In the opening speech at the NICE annual conference in Birmingham on Tuesday, former RCGP chairman and new NICE chairman Professor David Haslam vowed to make NICE’s guidance ‘much more relevant’ to GPs.
He said: ‘The spectacular demographic changes that this country is facing… inevitably means multimorbidity is the norm, and generalism becomes ever more important. I’m passionate therefore that NICE’s work should become, and be seen as being, much more relevant to GPs, and not forgetting all the other invaluable clinical and non-clinical professionals in primary care.’
NICE’s work must also shift with these changes, he added. The institute has too often focused on single diseases and has not addressed the complex needs of patients with multiple long term conditions, he said.
Since 1 April, NICE has taken on a wider role advising not just on healthcare but also on social care and public health. At the same time, Professor Haslam took over the role of NICE chairman from Professor Sir Michael Rawlins.
In his first address as NICE chairman, Professor Haslam said much of the institute’s work had focused on single conditions. ‘But when it comes to long term conditions, single conditions are actually a rarity. Across the UK, it’s fascinating to realise there are more patients with two or more long term conditions than there are with one long term condition,’ he said.
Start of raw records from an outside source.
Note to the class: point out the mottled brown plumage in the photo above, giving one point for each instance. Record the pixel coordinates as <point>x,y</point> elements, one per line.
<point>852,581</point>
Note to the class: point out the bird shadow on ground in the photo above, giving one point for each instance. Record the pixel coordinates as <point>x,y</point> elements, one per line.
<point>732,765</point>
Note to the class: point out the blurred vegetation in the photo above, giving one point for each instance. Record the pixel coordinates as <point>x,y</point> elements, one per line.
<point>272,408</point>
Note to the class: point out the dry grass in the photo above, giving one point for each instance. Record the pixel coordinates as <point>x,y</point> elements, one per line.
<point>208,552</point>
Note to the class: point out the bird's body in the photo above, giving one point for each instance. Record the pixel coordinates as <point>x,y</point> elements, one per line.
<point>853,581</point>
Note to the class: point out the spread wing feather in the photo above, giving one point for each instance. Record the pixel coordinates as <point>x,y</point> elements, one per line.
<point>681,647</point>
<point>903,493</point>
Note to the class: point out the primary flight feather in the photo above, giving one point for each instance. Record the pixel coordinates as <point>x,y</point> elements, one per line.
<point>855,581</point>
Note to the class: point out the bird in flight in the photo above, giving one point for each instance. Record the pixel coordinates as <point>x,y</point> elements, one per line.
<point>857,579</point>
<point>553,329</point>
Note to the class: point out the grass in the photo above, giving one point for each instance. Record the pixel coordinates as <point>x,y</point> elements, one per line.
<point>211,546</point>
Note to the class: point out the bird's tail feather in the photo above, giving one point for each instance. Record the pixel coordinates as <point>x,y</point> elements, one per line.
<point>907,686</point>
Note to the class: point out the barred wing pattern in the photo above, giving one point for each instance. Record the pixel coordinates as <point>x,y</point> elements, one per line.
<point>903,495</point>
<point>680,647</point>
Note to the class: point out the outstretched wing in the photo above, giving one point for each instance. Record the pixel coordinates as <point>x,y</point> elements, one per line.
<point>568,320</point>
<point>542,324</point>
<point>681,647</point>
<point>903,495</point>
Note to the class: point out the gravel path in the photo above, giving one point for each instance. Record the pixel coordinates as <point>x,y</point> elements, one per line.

‘In my work as a GP, I had many patients like a man I remember with coronary artery disease, hyperlipidaemia, diabetes, CKD, osteoarthritis of the hip and, hardly surprisingly, depression. I’m absolutely certain good medicine doesn’t involve adding together all the guidelines for someone like that, otherwise patients end up with massive polypharmacy, as well as multimorbidty, taking 60 tablets a day, blood test every third day.’
Similarly, medical education is based around single conditions but this ‘doesn’t match the way that real patients present’.
He said producing guidance that reflected complex mix of conditions presenting to primary care was a ‘real challenge’ but one which NICE must tackle.
Professor Haslam also welcomed the move by political parties to integrate health and social care. ‘If you were designing a health and social care system from scratch, you’d never put health and social care into separate boxes,’ he said. ‘I hope that in 10 years we’ll look back with astonishment that the NHS spend decades separating health and social care.’